Vascular stiffening occurs with age, but it also occurs with other cardiovascular risk factors such as hypertension, obesity, diabetes, and dyslipidemia.

Although the association between the loss of vascular flexibility and blood pressure has been known, there are not much data on their temporal relationship, “in particular, whether vascular stiffness antedates hypertension or vice versa,” researchers said.

To answer this question, they analyzed data from the longitudinal Framingham Offspring cohort from two time points: baseline 1998-2001 and follow-up 2005-2008.

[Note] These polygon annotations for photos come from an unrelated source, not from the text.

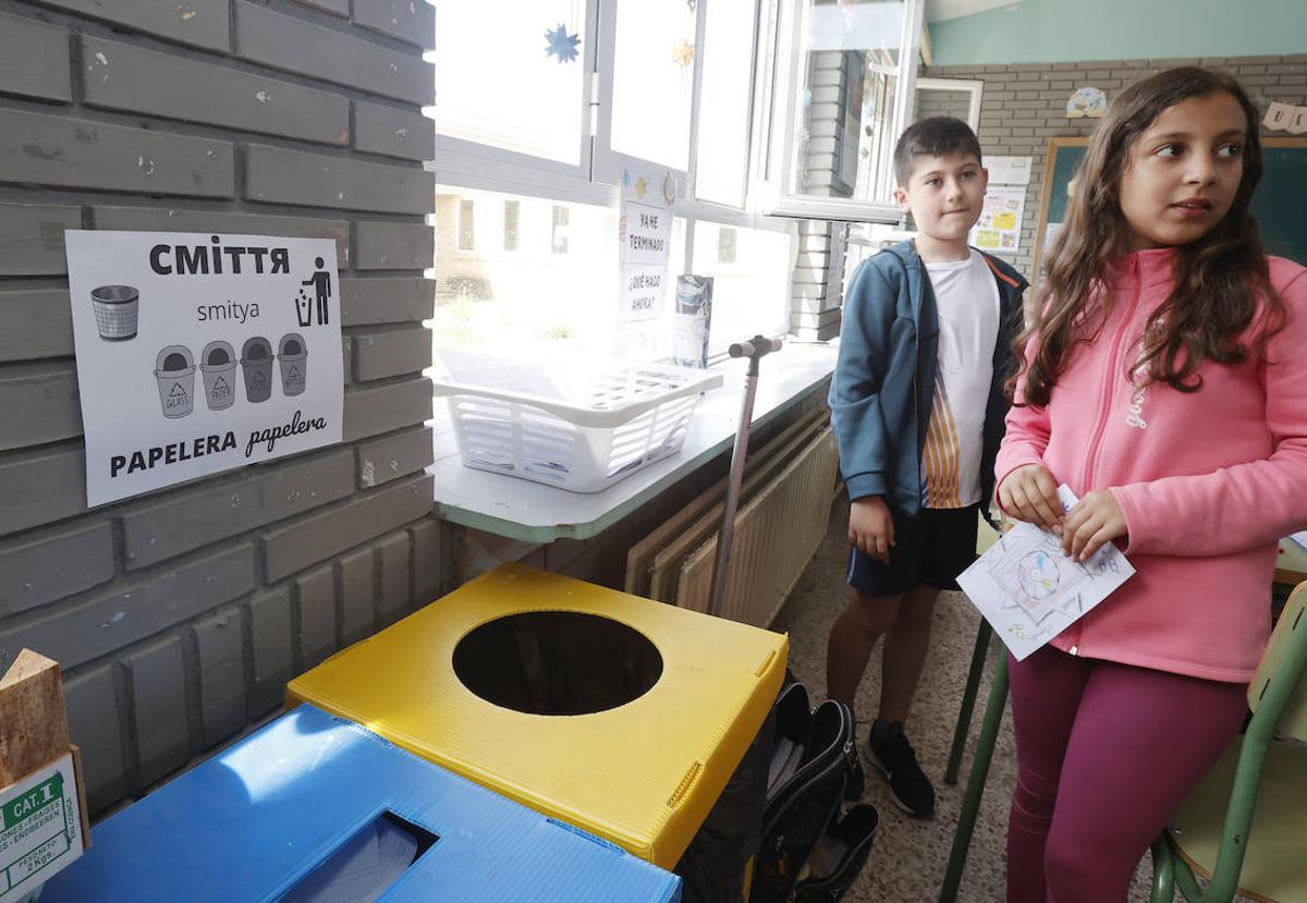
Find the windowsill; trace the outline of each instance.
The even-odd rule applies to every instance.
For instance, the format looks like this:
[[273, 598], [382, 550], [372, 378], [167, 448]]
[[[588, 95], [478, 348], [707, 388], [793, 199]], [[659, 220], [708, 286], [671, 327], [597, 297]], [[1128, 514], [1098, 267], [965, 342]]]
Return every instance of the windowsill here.
[[[780, 416], [830, 376], [836, 350], [836, 342], [788, 342], [778, 355], [763, 359], [752, 429]], [[427, 468], [435, 480], [435, 514], [452, 524], [523, 542], [597, 536], [668, 486], [731, 450], [744, 404], [746, 366], [744, 361], [729, 359], [714, 366], [725, 383], [699, 400], [685, 444], [677, 455], [592, 494], [569, 493], [464, 467], [450, 430], [446, 404], [438, 399], [435, 463]]]

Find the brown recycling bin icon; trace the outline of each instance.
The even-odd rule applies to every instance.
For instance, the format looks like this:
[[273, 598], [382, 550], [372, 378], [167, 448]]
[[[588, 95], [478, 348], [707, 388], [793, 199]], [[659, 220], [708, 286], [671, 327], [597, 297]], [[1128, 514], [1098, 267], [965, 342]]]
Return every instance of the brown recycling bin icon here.
[[225, 410], [237, 401], [237, 354], [223, 341], [209, 342], [200, 354], [204, 400], [209, 410]]
[[281, 391], [288, 395], [301, 395], [305, 391], [305, 376], [308, 371], [308, 349], [298, 332], [288, 332], [277, 344], [277, 363], [281, 365]]
[[154, 362], [159, 404], [169, 419], [186, 417], [195, 408], [195, 362], [184, 345], [169, 345]]
[[267, 401], [272, 396], [272, 345], [263, 336], [247, 338], [240, 346], [240, 370], [250, 401]]

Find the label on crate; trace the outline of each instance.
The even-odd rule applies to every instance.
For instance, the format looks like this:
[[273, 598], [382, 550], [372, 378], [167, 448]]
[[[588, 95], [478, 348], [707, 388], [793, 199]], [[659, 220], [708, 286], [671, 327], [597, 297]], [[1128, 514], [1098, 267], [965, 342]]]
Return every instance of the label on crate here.
[[0, 903], [24, 899], [81, 853], [72, 753], [0, 791]]

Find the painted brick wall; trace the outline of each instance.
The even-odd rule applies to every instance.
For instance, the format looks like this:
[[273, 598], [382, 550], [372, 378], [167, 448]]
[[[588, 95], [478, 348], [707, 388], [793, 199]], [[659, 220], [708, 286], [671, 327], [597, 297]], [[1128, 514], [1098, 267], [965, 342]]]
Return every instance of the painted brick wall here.
[[[1272, 101], [1307, 103], [1307, 54], [1295, 56], [1235, 56], [1184, 60], [1095, 60], [1086, 63], [1031, 63], [1022, 65], [945, 65], [923, 69], [923, 76], [980, 78], [980, 146], [985, 154], [1034, 157], [1021, 226], [1021, 247], [1012, 257], [1017, 269], [1031, 272], [1048, 139], [1089, 135], [1095, 119], [1068, 119], [1067, 98], [1091, 85], [1108, 101], [1123, 88], [1174, 65], [1197, 64], [1236, 76], [1253, 102], [1265, 111]], [[1264, 132], [1265, 135], [1277, 135]], [[1278, 132], [1283, 136], [1283, 132]]]
[[[800, 174], [805, 193], [830, 195], [835, 175], [835, 144], [842, 128], [839, 99], [844, 93], [842, 54], [813, 54], [809, 71], [809, 140]], [[844, 237], [842, 222], [799, 221], [799, 256], [791, 285], [789, 332], [804, 341], [825, 341], [839, 335], [844, 295]]]
[[[0, 0], [0, 668], [60, 661], [89, 802], [437, 597], [417, 0]], [[345, 442], [88, 511], [63, 230], [331, 238]]]

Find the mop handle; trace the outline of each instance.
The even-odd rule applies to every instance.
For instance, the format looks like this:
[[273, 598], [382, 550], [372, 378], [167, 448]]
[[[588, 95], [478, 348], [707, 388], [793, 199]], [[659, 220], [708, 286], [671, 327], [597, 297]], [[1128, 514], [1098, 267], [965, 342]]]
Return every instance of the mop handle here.
[[736, 508], [740, 504], [740, 484], [744, 481], [744, 459], [749, 453], [749, 425], [753, 421], [753, 397], [758, 391], [758, 361], [780, 350], [779, 338], [754, 336], [749, 341], [731, 345], [733, 358], [749, 358], [749, 374], [745, 379], [744, 408], [740, 412], [740, 429], [736, 430], [735, 448], [731, 451], [731, 478], [727, 481], [727, 504], [721, 519], [721, 534], [718, 537], [718, 559], [712, 567], [712, 595], [708, 597], [708, 614], [721, 614], [721, 601], [727, 588], [727, 575], [731, 566], [731, 542], [735, 538]]

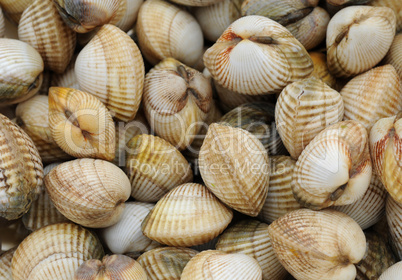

The baseline period was the first one to include arterial tonometry measurements, which the authors described as:

  • Carotid-femoral pulse wave velocity is the criterion standard for assessing aortic stiffness and depends on aortic wall stiffness and lumen diameter.
  • Forward wave amplitude depends on peak systolic blood flow and the resistance of the aorta to blood flow, and also is related to aortic wall stiffness and lumen diameter.
  • Augmentation index, a measure of peripheral wave reflection, is the proportion of the central pulse pressure that is attributable to a late systolic increase in pressure due to overlap between the forward and reflected pressure wave.
  • Flow-mediated dilation is the percentage change in brachial diameter between baseline and hyperemia.

There was a total of 1,759 participants, with a mean age of 60, and 974 were women. There were 338 incident cases of hypertension, which is an adequately powered sample, Mukherjee commented.

Overall, in multivariable analyses, researchers found that aortic stiffness and pulsatile hemodynamic differences correlated with increased blood pressure and incident hypertension.

Results showed that a higher baseline carotid-femoral pulse wave velocity (β 1.5 mm Hg per 1 SD, 95% CI 0.5 to 2.6, P=0.006) and forward wave amplitude (β 1.3 mm Hg per 1 SD, 95% CI 0.5 to 2.1, P=0.002) were associated jointly with higher systolic blood pressure at follow-up.

Conversely, lower systolic blood pressure and carotid-femoral pulse wave velocity at baseline were associated with a higher diastolic blood pressure at follow-up.

When all three measures of aortic stiffness were higher at baseline, along with a lower mean arterial pressure, participants tended to have a higher pulse pressure at follow-up.

Mitchell and colleagues also found in a single multivariable model that incident hypertension at follow-up was associated with systolic and diastolic blood pressure, carotid-femoral pulse wave velocity, augmentation index, and forward wave amplitude.

However, blood pressure at baseline was not predictive of the risk of hypertension.